Nigeria’s deviation from actual required production levels which amounted to over a month of production wipe-out using about 1.5mbpd production limit, was, as indicated, 30,000bpd in October 2020; 47,000bpd in November of the same year and 103,000bpd in December.
The negative production figures continued in 2021, with 181,000bpd in January; 43,000bpd in February; 43,000bpd in March; 63,000bpd in April and continued to soar to 124,000bpd; 155,000bpd and 201,000bpd in May, June and July respectively, hitting its peak yet in August with a huge figure of 301,000bpd.
The newspaper says that the Nigerian government has hinted that it is set to install the digital security network to enable it know when there is an impact on the rail tracks following the recent explosion on the Abuja-Kaduna corridor.
The government, through the Minister of Transportation, Mr. Chibuike Amaechi, said what the explosion has done was to fasten the procurement process of a digital security system that will be put in place.
Amaechi, while on inspection to the scene of the explosion, said: “the request for the installation had gone to cabinet two weeks ago and it was returned so we will represent it to cabinet to ensure that we get approval, then we can install the digital security network. I think what is significant is that the repair was done by our own Nigerian engineers and completed in record time.”
The Punch reports that Central Bank of Nigeria has commenced the 100 for 100 Policy on Production and Productivity with the unveiling of an operational framework to guide interested companies in participating in the initiative.
The framework which was released on Sunday revealed the conditions interested companies must meet to qualify for the programme.
“This is the operational framework for a robust and transparent process for identifying and selecting high-impact companies and projects under the CBN’s 100 for 100 PPP.

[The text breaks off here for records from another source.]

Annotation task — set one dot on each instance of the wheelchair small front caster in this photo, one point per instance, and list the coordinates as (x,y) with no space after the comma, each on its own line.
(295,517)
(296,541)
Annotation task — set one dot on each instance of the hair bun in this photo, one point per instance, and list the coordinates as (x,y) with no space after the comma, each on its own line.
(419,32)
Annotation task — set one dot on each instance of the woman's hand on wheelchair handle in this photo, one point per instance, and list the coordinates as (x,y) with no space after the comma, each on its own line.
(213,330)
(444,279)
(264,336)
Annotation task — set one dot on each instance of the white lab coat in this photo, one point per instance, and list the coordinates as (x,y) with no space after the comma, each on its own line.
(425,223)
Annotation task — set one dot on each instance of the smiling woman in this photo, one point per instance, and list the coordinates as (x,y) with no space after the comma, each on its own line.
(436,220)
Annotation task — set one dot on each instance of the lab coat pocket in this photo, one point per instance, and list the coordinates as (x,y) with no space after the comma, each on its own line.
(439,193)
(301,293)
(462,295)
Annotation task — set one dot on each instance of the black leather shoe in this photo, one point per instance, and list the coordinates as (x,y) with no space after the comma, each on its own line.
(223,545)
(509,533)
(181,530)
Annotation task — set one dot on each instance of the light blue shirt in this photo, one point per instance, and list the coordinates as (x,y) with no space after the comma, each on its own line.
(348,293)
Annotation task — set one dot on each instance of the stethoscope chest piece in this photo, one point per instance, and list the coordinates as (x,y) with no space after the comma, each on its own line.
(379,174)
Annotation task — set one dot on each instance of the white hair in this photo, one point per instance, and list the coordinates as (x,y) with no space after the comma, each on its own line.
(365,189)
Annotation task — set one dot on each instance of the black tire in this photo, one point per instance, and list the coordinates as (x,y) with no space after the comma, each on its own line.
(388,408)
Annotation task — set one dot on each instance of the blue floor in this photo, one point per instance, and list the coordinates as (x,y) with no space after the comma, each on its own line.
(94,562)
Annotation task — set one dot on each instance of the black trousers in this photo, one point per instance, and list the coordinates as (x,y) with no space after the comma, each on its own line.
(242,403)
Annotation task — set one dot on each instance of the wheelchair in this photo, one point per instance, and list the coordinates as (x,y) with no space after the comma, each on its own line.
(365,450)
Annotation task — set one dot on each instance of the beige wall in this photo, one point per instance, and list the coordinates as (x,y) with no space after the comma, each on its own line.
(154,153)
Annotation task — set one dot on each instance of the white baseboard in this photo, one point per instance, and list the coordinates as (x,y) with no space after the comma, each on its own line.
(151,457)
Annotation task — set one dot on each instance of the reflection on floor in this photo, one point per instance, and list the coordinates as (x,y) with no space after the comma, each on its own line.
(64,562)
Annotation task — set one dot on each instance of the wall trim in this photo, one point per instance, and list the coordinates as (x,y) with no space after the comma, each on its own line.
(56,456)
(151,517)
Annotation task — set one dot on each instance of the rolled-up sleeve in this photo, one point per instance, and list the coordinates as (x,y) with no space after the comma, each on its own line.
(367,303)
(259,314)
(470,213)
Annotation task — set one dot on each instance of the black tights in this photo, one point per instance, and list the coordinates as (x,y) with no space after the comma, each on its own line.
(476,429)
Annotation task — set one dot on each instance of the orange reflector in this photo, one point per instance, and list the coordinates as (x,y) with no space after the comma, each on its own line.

“These are projects that must catalyse sustainable employment-led economic growth through increased domestic production and productivity in the near term,” the framework read in part.
“The projects for consideration shall be new projects in existing companies requiring new machinery and other support and must have the greatest potential to achieve significant scale in their in-country production and for domestic consumption and exports,” it added.
The Sun says that the Socio–Economic Rights and Accountability Project (SERAP) has filed a lawsuit against President Muhammadu Buhari over his failure to probe allegations that over 880 billion of public funds are missing from 367 ministries, departments and agencies (MDAs), to ensure the prosecution of those suspected to be responsible, and the recovery of any missing or diverted public funds.
The suit followed allegations contained in part 2 of the 2018 annual audited report by the Office of the Auditor General of the Federation that 880,894,733,084.811 was spent by 367 MDAs without any appropriation.
In the suit, number FHC/ABJ/CS/1281/2021, filed last week at the Federal High Court in Abuja, SERAP is seeking: “an order of mandamus to direct and compel President Buhari to promptly investigate the alleged missing N881 billions of public funds, and to ensure the prosecution of those suspected to be responsible, and the full recovery of any missing, mismanaged or diverted public funds.”
In the suit, filed by its lawyer, Kolawole Oluwadare, SERAP is arguing that: “complying with constitutional requirements and international standards on spending of public funds would ensure effective and efficient management of public resources, and put the country’s wealth and resources to work for the common good of all Nigerians.